Efficient delivery of mail: Open mailbox access would cause clutter and confusion in customers’ mailboxes. Most of what goes into the mailbox today are letters, catalogs, and magazines. If curbside mailboxes were unlocked and open to package delivery companies, however, a mail carrier would not be able to fit those very items into the mailbox, or to distinguish between outgoing mail and privately delivered items. At the very least, the carrier would have to spend extra time at your mailbox in order to figure out what’s what. This would slow down the entire mail delivery process, increase the costs of mail delivery, and ultimately raise the price tag of mail for customers.
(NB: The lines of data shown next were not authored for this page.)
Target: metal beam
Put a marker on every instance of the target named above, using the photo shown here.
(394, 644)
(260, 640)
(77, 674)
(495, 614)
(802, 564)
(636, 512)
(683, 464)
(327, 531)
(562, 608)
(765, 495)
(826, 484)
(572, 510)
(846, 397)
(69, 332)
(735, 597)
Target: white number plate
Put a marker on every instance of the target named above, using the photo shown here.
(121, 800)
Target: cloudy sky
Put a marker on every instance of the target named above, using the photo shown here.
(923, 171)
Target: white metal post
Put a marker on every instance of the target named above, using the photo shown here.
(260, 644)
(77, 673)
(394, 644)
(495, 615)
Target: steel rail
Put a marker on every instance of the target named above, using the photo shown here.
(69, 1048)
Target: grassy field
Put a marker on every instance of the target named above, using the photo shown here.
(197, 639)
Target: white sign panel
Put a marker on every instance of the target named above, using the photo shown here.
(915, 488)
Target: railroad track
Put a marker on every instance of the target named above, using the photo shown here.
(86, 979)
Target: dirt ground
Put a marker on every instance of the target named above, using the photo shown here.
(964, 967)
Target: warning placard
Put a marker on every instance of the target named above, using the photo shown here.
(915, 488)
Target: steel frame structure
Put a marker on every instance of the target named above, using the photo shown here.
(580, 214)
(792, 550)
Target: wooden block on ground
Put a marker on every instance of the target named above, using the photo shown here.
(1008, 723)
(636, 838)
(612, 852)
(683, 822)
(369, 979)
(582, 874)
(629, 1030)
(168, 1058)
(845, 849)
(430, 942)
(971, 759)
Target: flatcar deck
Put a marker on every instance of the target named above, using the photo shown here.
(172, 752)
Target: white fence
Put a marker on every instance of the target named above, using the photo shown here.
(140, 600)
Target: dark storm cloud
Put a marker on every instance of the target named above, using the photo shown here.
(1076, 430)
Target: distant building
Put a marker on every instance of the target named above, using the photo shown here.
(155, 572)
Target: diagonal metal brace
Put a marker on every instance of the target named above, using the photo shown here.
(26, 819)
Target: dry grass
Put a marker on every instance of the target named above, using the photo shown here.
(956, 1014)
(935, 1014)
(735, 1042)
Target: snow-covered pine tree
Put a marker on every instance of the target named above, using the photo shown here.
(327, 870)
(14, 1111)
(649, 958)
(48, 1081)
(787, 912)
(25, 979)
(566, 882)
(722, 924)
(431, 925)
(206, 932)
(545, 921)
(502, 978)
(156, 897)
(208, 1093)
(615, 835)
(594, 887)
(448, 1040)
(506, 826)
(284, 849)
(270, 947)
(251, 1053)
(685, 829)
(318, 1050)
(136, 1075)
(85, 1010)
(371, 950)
Universal service at affordable and uniform prices: Whether you are sending a regular letter or card across town or across the country, the same Forever stamp will get it there. Exclusive mailbox access helps make that possible. By contrast, open mailbox access would make it easier for competing delivery services to strip certain profitable types of mail away from the Postal Service, such as catalogs and certain types of advertising mail. The Postal Service would be left delivering less profitable types of mail to less profitable areas, and yet it would have less of the more profitable types of mail with which to support those deliveries. This sort of “cream-skimming” competition would gut the Postal Service’s ability to support universal service and to keep it affordable.
Exclusive mailbox access goes hand in hand with the sort of secure, efficient, universal, and affordable mail service that the American people expect and require. Mailbox access cannot be “modernized” without realistic consideration of how else to provide Americans with the efficient, universal delivery of letters and other mail: a public service that the Postal Service currently performs without taxpayer dollars.
And yet, virtually every expert report and customer poll to have discussed the issue is unanimous in supporting continuation of exclusive mailbox access as a way to support universal postal service.
Finally, despite what Mr. Pociask would have you believe, the most recent service performance scores for the Postal Service show significant improvement in all service measurement categories, with record achievement in many categories. This is the result of the Postal Service continually improving processes and adjusting its network to meet customer needs.